Resham v State of Karnataka, 2022
(This article is a personal observation of the authoron the Karnataka High Court judgement and does not intent to hurt any religious or moral sentiment)
Judges: Chief Justice Ritu Raj Awasthi, Jts. Krishna Dixit and Jts. JM Kazi
(This article is a personal observation of the authoron the Karnataka High Court judgement and does not intend to hurt any religious or moral sentiment)
Issue:
The main issue before the court was whether the hijab essential religious and cultural practice of Islam
Arguments
The argument by the petitioner was on the ground that Islam does not give the choice and therefore we do not have a choice but to wear hijab. Because as per essential religious practise test laid down by the Supreme Court distinguishes between what is necessary and what is not necessary for any religion. So, when the petitioner argued on the grounds of religion under article 25 of the Constitution. The respondent replied that it is not the essential practice of the Islam religion. And the case was largely made on Article 25 of the Constitution.
It was rather argued by jurist that the arguments should have been under article 21 and 19 and that the people have the right to choose what he or she wants to wear in a democratic country. And whether the authority had the power to issue such circular or not.
Judgement analysis
The HC of Karnataka has passed the judgement where it has found that the hijab is not an essential practice of Islam. On the grounds of discipline and harmony, this ban was upheld. In the case of Indira Nehru Gandhi v Raj Narain, the SC gave the definition of the word ‘secular’ that it means State shall not have any religion on its own, but the persons shall have an equal right to freedom of conscience and right to freely profess, practise and propagate religion.
The Court observed that the Country was secular before 1976 when the word Secular was added in the Preamble by way of the 42nd Constitutional amendment. Constitutional secularism was discussed. Article 25 provides individual rights of freedom of religion has been made subordinate to fundamental rights of the others, i.e., right to equality, non-discrimination etc.
But the HC overlooked article 26 of freedom to manage religious affairs. The sentence “every religious denomination or any section thereof” gives power to the religious right collectively. The Doctrine of Essentiality is developed by the phrase ‘in matter of religion’ in clause (b) of the article.

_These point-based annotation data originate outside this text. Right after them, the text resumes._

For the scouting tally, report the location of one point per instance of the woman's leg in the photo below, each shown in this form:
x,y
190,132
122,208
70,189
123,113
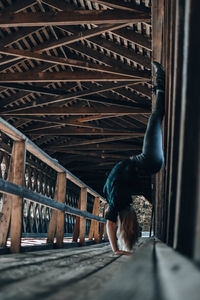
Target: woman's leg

And article 26 is not made subordinate to other fundamental rights of the Constitution.
What are essential and integral religious practise?
The SC gave the answer to the question that what is religion in the judgement of Shirur mutt (1954 AIR 282), that “religion” will cover all rituals and practices “integral” to a religion. and by way of reading the scriptures, it will come to know what is integral and what is not. Bu the trouble was how to read any such scriptures, which was not given in the judgment. The SC should not read any such religious scriptures like it read any law made by the Parliament. The expert opinion should be taken into consideration by the people who hold sound knowledge of this field.